As we were leaving our hotel one morning, the mood shifted. A few men had looked me up and down, and with that, our perfect little holiday bubble had been burst. But it wasn’t me who had noticed, and it wasn’t me who was bothered. It was my boyfriend, and he was pissed. My boyfriend swore, clenched his jaw and kept shaking his head as we continued down the street. I wasn’t really bothered by their stares and desperately tried to return us to our state of bliss. Initially, I was slightly frustrated by my boyfriend’s reaction. He’d changed the tone and yet the act wasn’t even directed at him. I wasn’t making a big deal out of it, so why should he? He’s not a possessive person by any means, but did his reaction border on possessive?

 

In the days since, I’ve had the time to analyse our varied reactions and I’ve come to a rather unsettling conclusion to explain the difference. My boyfriend’s reaction definitely wasn’t possessive, he reacted the way he did because this was new to him. On the other hand, I, like most women that I know, have been subject to this kind of behaviour since adolescence. Whether it be a hyper-sexualised comment, being honked at by a passing car, being whistled at or groped, or something much worse, so many women are all too familiar with these behaviours. In my earlier stages of womanhood, a look up and down would have made me feel nauseated, my eyes would have filled with tears and I would have questioned what I could have done differently to avoid that situation. But now, at 26, I’ve experienced too much and heard too many shocking stories that being ogled by men barely registers on my scale of objectification. However, for my boyfriend, who had never firsthand experienced or witnessed these things, it was confronting and sickening. 

 

Upon reflection, the sad reality is that as women, we have to pick our battles. We have to choose which elements of sexism and harassment that we’re bothered by, and which elements we address. In turn, the instances that are more common are suddenly deemed insignificant and are barely noted. This has happened because if we don’t let them slide, we become exhausted, and our holidays, our night’s out, our walks along the beach, and sadly, even our careers, can become tainted. What’s more, you can be branded the girl who cried harassment, when it was just a bit of “banter”.

 

After discussing it with my boyfriend, he asked if he should be bothered by it, and whether I should be bothered by it.
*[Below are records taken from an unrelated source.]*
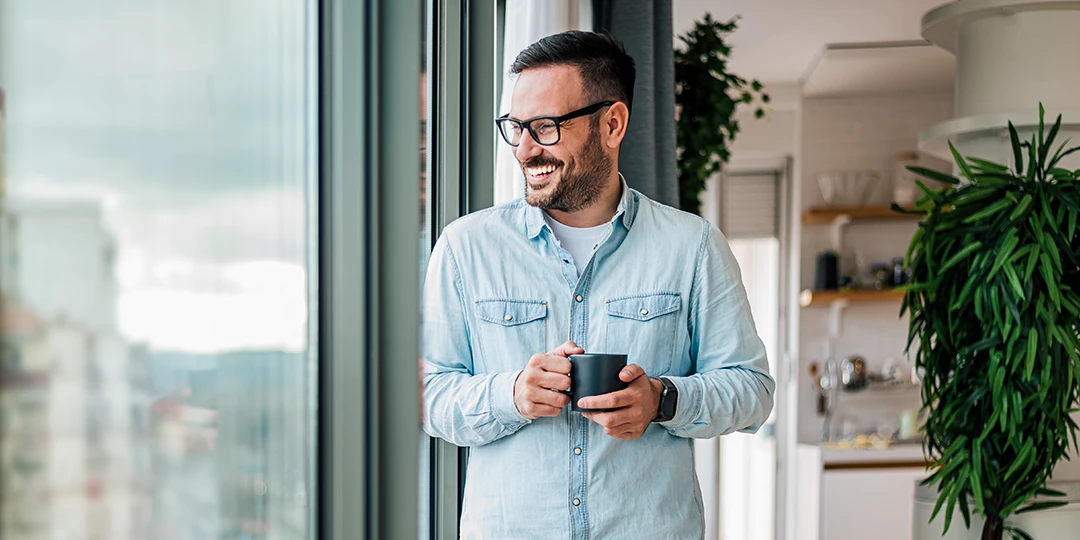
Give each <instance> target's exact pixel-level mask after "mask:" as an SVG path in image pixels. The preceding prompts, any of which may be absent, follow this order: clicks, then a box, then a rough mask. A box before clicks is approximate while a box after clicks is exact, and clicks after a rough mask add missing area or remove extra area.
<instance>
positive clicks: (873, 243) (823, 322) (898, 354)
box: [795, 93, 953, 442]
mask: <svg viewBox="0 0 1080 540" xmlns="http://www.w3.org/2000/svg"><path fill="white" fill-rule="evenodd" d="M951 117H953V95H951V94H950V93H933V94H905V95H889V96H866V97H831V98H808V99H805V100H804V102H802V105H801V118H800V132H799V135H798V137H799V146H800V148H799V152H798V156H799V158H798V159H799V163H798V181H799V183H800V186H799V188H800V189H797V191H800V200H799V202H798V203H797V204H796V205H795V207H796V208H797V211H798V213H799V214H801V213H802V212H805V211H806V210H807V208H810V207H813V206H821V205H823V204H824V199H823V197H822V194H821V189H820V188H819V186H818V184H816V180H815V175H816V174H818V173H822V172H828V171H839V170H863V168H866V170H876V171H879V172H881V173H882V181H881V186H880V188H879V189H877V190H875V192H874V193H873V194H872V200H870V201H869V203H870V204H887V203H888V202H889V201H890V200H891V193H892V191H891V179H892V176H891V175H892V170H893V162H894V157H895V154H896V153H897V152H900V151H903V150H909V149H915V148H916V147H917V139H918V133H919V132H920V131H922V130H923V129H926V127H928V126H930V125H933V124H935V123H937V122H942V121H945V120H948V119H950V118H951ZM928 164H929V165H930V166H934V167H942V166H945V164H944V163H942V162H939V161H936V160H931V161H930V162H929V163H928ZM795 218H796V219H799V218H800V216H796V217H795ZM916 227H917V226H916V224H915V222H914V221H899V222H874V224H854V225H850V226H848V227H847V228H846V229H845V237H843V248H842V251H841V254H840V268H841V274H842V273H848V272H849V271H851V269H852V267H853V266H854V264H855V254H856V253H858V254H860V255H861V256H862V257H863V259H864V260H865V264H866V266H867V268H868V267H869V265H870V264H875V262H889V261H891V260H892V259H893V258H894V257H901V256H903V255H904V252H905V251H906V248H907V244H908V242H909V240H910V238H912V234H913V233H914V232H915V230H916ZM829 246H831V243H829V238H828V226H801V240H800V254H799V269H800V271H799V286H800V287H799V288H810V287H811V286H812V284H813V278H814V261H815V258H816V255H818V253H819V252H821V251H823V249H826V248H828V247H829ZM899 312H900V303H899V302H881V303H873V305H852V306H851V307H850V308H848V309H847V310H846V311H845V315H843V319H842V325H841V329H842V335H841V336H840V338H839V339H838V340H837V348H836V351H835V353H836V355H837V356H838V357H840V359H842V357H843V356H847V355H849V354H860V355H862V356H864V357H865V359H866V361H867V365H868V368H869V369H870V370H873V372H877V370H880V369H881V367H882V365H883V363H885V361H886V360H887V359H888V357H890V356H901V357H903V350H904V347H905V345H906V338H907V320H906V318H904V319H899V318H897V315H899ZM827 315H828V310H827V309H824V308H805V309H801V310H800V313H799V322H798V325H799V343H798V351H799V357H798V374H797V380H798V394H799V397H798V417H799V422H798V423H799V427H798V430H799V440H800V441H805V442H820V440H821V434H822V419H821V418H819V417H818V416H816V414H815V402H814V399H815V396H814V395H813V392H812V389H811V379H810V376H809V374H808V368H809V365H810V363H812V362H818V363H819V364H821V363H822V362H823V361H824V360H825V359H824V354H825V343H826V337H827ZM901 399H902V397H893V400H894V401H895V400H901ZM917 399H918V393H917V392H914V393H913V394H912V395H909V396H907V397H906V400H908V401H913V402H914V403H917ZM868 405H870V406H873V405H874V404H868ZM897 405H899V404H896V403H885V404H881V405H880V407H881V410H880V415H890V414H892V413H891V410H890V409H892V408H895V407H896V406H897ZM869 416H873V415H869ZM869 421H872V422H873V421H874V419H873V418H870V419H869Z"/></svg>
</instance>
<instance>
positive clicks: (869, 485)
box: [797, 444, 927, 540]
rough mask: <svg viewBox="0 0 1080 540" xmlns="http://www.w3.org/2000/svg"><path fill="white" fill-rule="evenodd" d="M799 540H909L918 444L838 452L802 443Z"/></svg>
mask: <svg viewBox="0 0 1080 540" xmlns="http://www.w3.org/2000/svg"><path fill="white" fill-rule="evenodd" d="M799 446H800V447H799V476H800V481H799V501H798V507H797V521H798V535H797V538H799V540H865V539H868V538H873V539H875V540H909V539H910V538H912V523H913V521H912V516H913V501H914V496H915V487H916V484H917V483H918V482H919V481H921V480H922V478H924V477H926V476H927V471H926V467H924V464H923V463H924V461H923V459H922V448H921V446H919V445H895V446H893V447H890V448H888V449H885V450H850V449H849V450H835V449H828V448H822V447H821V446H819V445H809V444H804V445H799Z"/></svg>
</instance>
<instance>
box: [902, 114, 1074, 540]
mask: <svg viewBox="0 0 1080 540" xmlns="http://www.w3.org/2000/svg"><path fill="white" fill-rule="evenodd" d="M1043 119H1044V111H1043V108H1042V105H1041V104H1040V106H1039V126H1038V131H1037V132H1036V133H1035V134H1032V136H1031V139H1030V141H1021V140H1020V137H1018V135H1017V132H1016V129H1015V127H1014V126H1013V125H1012V123H1010V124H1009V133H1010V136H1011V138H1012V150H1013V159H1014V167H1013V168H1009V167H1007V166H1004V165H1001V164H998V163H993V162H989V161H985V160H981V159H977V158H970V157H969V158H964V157H961V156H960V153H959V152H958V151H957V150H956V148H955V147H954V146H953V145H951V143H950V144H949V148H950V149H951V152H953V157H954V159H955V160H956V165H957V166H958V168H959V171H960V173H961V176H962V177H963V178H964V181H961V180H960V179H959V178H957V177H954V176H950V175H946V174H943V173H939V172H935V171H931V170H927V168H920V167H909V170H910V171H912V172H914V173H916V174H918V175H920V176H923V177H927V178H931V179H934V180H939V181H942V183H945V184H946V186H945V187H943V188H941V189H930V188H927V187H926V185H923V184H922V183H921V181H919V183H918V186H919V189H920V190H921V191H922V193H923V195H924V197H922V199H920V200H919V201H918V202H917V204H916V210H915V211H914V212H917V213H920V214H923V215H924V217H923V218H922V220H921V221H920V222H919V228H918V230H917V231H916V233H915V235H914V238H913V239H912V242H910V245H909V247H908V251H907V255H906V257H905V265H906V267H907V269H908V271H909V272H910V278H912V280H910V282H909V283H908V284H907V285H904V286H902V287H900V288H902V289H904V291H906V293H905V296H904V300H903V308H902V310H901V315H903V313H904V311H905V310H906V311H907V312H909V314H910V327H909V335H908V345H907V347H908V349H909V350H910V349H912V346H913V343H914V342H915V340H916V338H918V345H917V348H916V351H915V352H916V356H915V357H916V366H917V367H918V369H920V370H921V377H922V382H921V384H922V403H923V409H924V411H927V413H928V415H929V416H928V419H927V422H926V427H924V435H923V442H922V443H923V451H924V453H926V454H927V457H928V462H931V463H932V465H931V468H930V470H931V471H932V474H930V476H929V477H928V478H927V480H926V481H923V483H922V484H923V485H930V486H934V485H935V486H936V488H937V500H936V505H935V507H934V510H933V514H932V515H931V521H933V519H934V517H935V516H936V515H937V514H939V512H940V511H941V510H942V509H943V508H944V509H945V530H946V531H947V530H948V526H949V524H950V522H951V518H953V514H954V510H955V509H957V508H959V510H960V514H961V515H962V516H963V521H964V524H966V525H967V526H968V527H969V528H970V524H971V522H970V516H971V513H972V512H974V513H976V514H980V515H982V516H984V518H985V522H984V526H983V530H982V538H983V539H984V540H990V539H1001V538H1003V537H1004V532H1007V531H1008V532H1010V534H1011V536H1012V537H1013V538H1027V539H1029V538H1031V537H1030V536H1029V535H1028V534H1027V532H1025V531H1023V530H1020V529H1017V528H1016V527H1015V526H1014V525H1012V524H1011V523H1010V522H1009V518H1010V517H1011V516H1013V515H1014V514H1021V513H1025V512H1030V511H1036V510H1042V509H1049V508H1054V507H1059V505H1063V504H1065V503H1066V502H1065V501H1063V500H1053V499H1054V498H1055V497H1062V496H1064V494H1062V492H1059V491H1054V490H1051V489H1047V481H1048V478H1050V475H1051V472H1052V471H1053V469H1054V465H1055V463H1057V462H1058V460H1061V459H1062V458H1063V456H1066V450H1067V449H1068V448H1069V446H1070V442H1071V447H1072V448H1074V449H1077V448H1078V446H1077V424H1076V423H1075V422H1074V420H1072V419H1071V418H1070V416H1069V415H1070V413H1071V411H1075V410H1076V408H1077V405H1078V396H1080V357H1078V352H1077V351H1078V348H1080V339H1078V323H1080V239H1078V234H1077V221H1078V217H1080V179H1078V177H1080V170H1078V171H1069V170H1066V168H1063V167H1061V166H1058V164H1059V163H1061V160H1062V159H1063V158H1065V157H1066V156H1068V154H1070V153H1072V152H1076V151H1080V147H1072V148H1066V146H1067V144H1068V141H1067V140H1066V141H1065V143H1063V144H1061V145H1059V146H1057V148H1056V149H1054V147H1053V144H1054V138H1055V136H1056V135H1057V132H1058V129H1059V127H1061V124H1062V117H1061V116H1058V117H1057V121H1056V122H1055V123H1054V125H1053V126H1051V127H1050V132H1049V133H1045V125H1044V123H1043ZM894 210H895V211H897V212H904V211H903V210H902V208H900V207H899V206H895V205H894ZM1036 496H1040V498H1041V499H1045V498H1049V499H1050V500H1040V501H1038V502H1032V498H1035V497H1036ZM969 501H972V502H969ZM972 504H973V508H972Z"/></svg>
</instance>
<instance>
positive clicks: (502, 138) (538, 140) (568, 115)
mask: <svg viewBox="0 0 1080 540" xmlns="http://www.w3.org/2000/svg"><path fill="white" fill-rule="evenodd" d="M609 105H615V102H600V103H597V104H593V105H590V106H589V107H584V108H581V109H578V110H575V111H570V112H567V113H566V114H563V116H562V117H535V118H530V119H528V120H517V119H516V118H510V114H503V116H501V117H499V118H497V119H495V126H496V127H497V129H498V130H499V134H500V135H502V139H503V140H505V141H507V144H508V145H510V146H513V147H517V145H519V144H521V143H522V133H524V132H525V130H528V132H529V134H530V135H532V140H536V141H537V144H539V145H541V146H552V145H556V144H558V141H559V139H561V138H562V137H563V133H562V127H561V126H562V124H563V122H566V121H567V120H572V119H575V118H579V117H585V116H589V114H592V113H593V112H596V111H598V110H600V109H603V108H604V107H607V106H609Z"/></svg>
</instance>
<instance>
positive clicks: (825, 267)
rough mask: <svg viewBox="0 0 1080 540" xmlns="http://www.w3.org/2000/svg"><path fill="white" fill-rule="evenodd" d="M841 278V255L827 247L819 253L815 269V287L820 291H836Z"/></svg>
mask: <svg viewBox="0 0 1080 540" xmlns="http://www.w3.org/2000/svg"><path fill="white" fill-rule="evenodd" d="M839 278H840V257H839V256H838V255H837V254H836V252H834V251H832V249H826V251H824V252H821V253H819V254H818V267H816V269H815V271H814V280H813V288H815V289H818V291H836V288H837V286H838V285H839Z"/></svg>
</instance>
Until this incident, I hadn’t realised that I had internally raised the bar of what behaviours I find worthy of contempt. As a staunch feminist and somebody who is generally very self-aware, it has taken me by surprise. In answering the first part of my boyfriend’s question, I told him that he is allowed to feel whatever he feels. In answering the second component, I told him I wasn’t sure. But in writing this now, I know I have to destroy that bar that society has slowly but surely raised. I am going to sweat the little things. After all, it’s objectifying gazes and sexist remarks that feed the beast that is the patriarchy. We have put up with these behaviours for too long and I don’t want to disregard them anymore. I encourage you, to do the same.